Sadly, this couldn’t be further from the only case of mentally ill people being mistreated by our criminal justice system.

The problem starts with how police tend to treat mentally ill people who are not yet incarcerated.  According to a report written by the Treatment Advocacy Center in 2015, a person with an untreated mental illness is 16 times more likely to be killed by police.

The US criminal justice system, whether it’s behind the bars or on the streets, has disturbingly become a way to address mental illness in lieu of any affordable public mental health care option in the country.  As recently as 2012, reports indicated that there were around 356,268 people with severe mental illnesses in prison and jails.  In state hospitals at the time, there were only about 35,000 patients with severe mental illnesses.

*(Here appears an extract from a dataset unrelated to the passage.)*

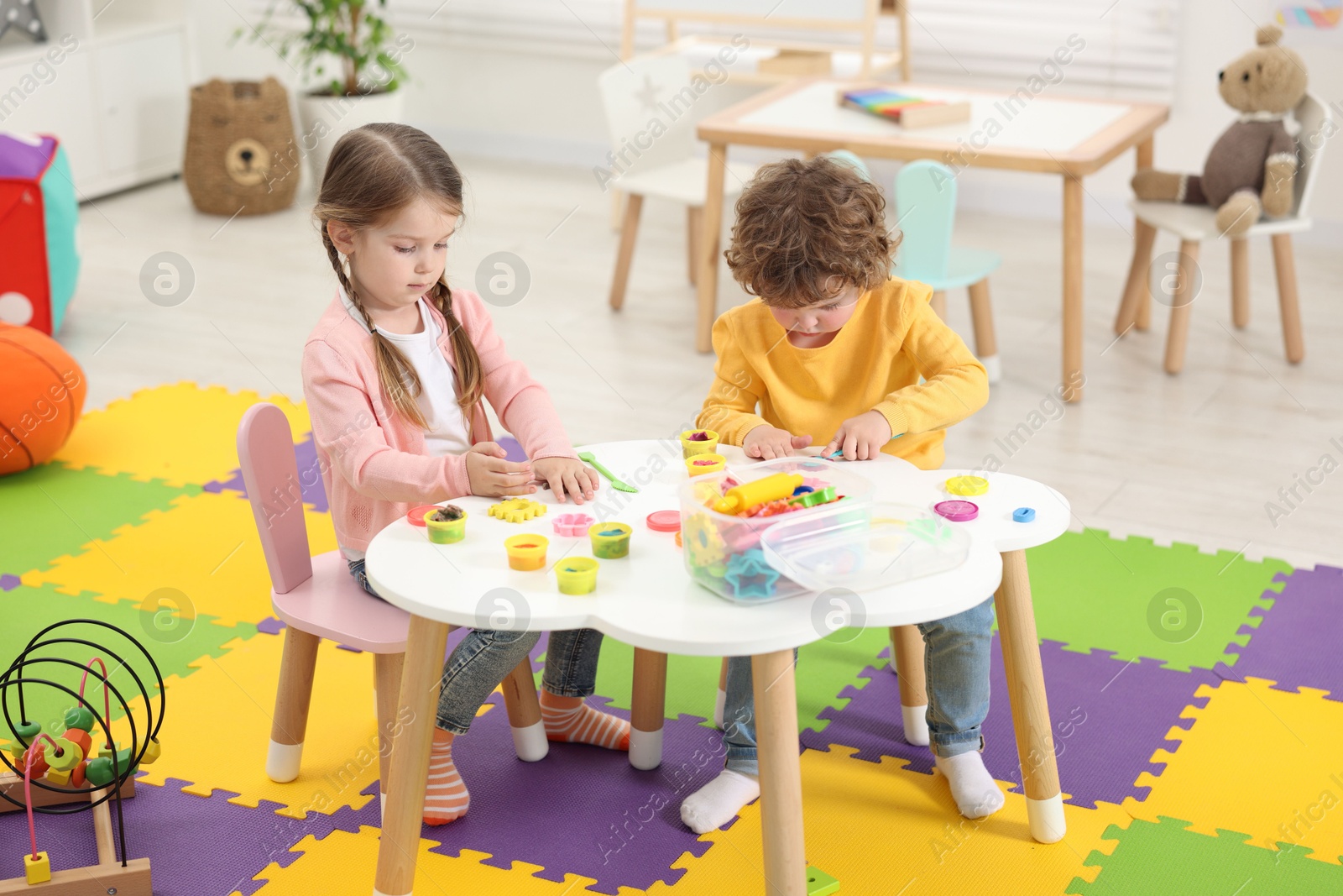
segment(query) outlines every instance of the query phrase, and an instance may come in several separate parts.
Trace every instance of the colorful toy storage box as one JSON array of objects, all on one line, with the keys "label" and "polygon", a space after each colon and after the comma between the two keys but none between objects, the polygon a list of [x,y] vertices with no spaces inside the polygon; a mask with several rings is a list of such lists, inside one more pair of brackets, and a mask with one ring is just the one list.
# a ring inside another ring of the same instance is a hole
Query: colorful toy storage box
[{"label": "colorful toy storage box", "polygon": [[[800,478],[810,493],[834,488],[842,500],[776,516],[720,513],[712,504],[732,488],[786,473]],[[810,457],[780,458],[740,469],[697,476],[681,486],[681,541],[685,567],[696,582],[721,598],[740,603],[766,603],[808,588],[767,562],[760,536],[788,521],[806,525],[808,519],[835,513],[862,527],[872,519],[872,482],[839,463]]]},{"label": "colorful toy storage box", "polygon": [[0,320],[47,336],[60,329],[79,275],[78,216],[60,142],[0,134]]}]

You read that right.  That means that in 2012, there were about 10 times as many people with severe mental illnesses in prison than in state hospitals.  While awareness of this may be on the rise in some circles, undoubtedly this problem has yet to be addressed comprehensively on a federal level.

The Treatment Advocacy Center has also released a report which claims that the following issues associated with incarcerated mentally ill persons are widespread:

  • Prison overcrowding due to recidivism and longer sentences for the mentally ill
  • Behavioral issues behind bars which causes issues for other incarcerated people and staffers
  • High rates of victimization for people with mental illnesses
  • The prison environment causing mentally ill persons to become even more ill during imprisonment
  • Incarcerated mentally ill people committing suicide
  • High taxpayer costs
  • A higher rate of solitary confinement for mentally ill incarcerated people

This is a crisis of human rights and an epidemic of unthinkable cruelty.  There are countless individuals with severe mental health care issues who are doing time in solitary confinement, surfing more and more and becoming more ill by the day.  Our society has a moral obligation to make sure that no person with a legitimate mental illness is doing time behind bars and especially not in solitary confinement; they must instead be treated by hospitals.

Will all of these individuals be able to integrate back into society?  No.  But we cannot force these people into solitary confinement, and we cannot allow their mental state to deteriorate without proper care.  While many state and federal prisons do offer mental health care facilities, the problem is far too widespread and a new system must be created to stop this crisis.

We can’t continue to ignore the basic rights of our citizens.  We can’t keep letting this issue hide in the shadows.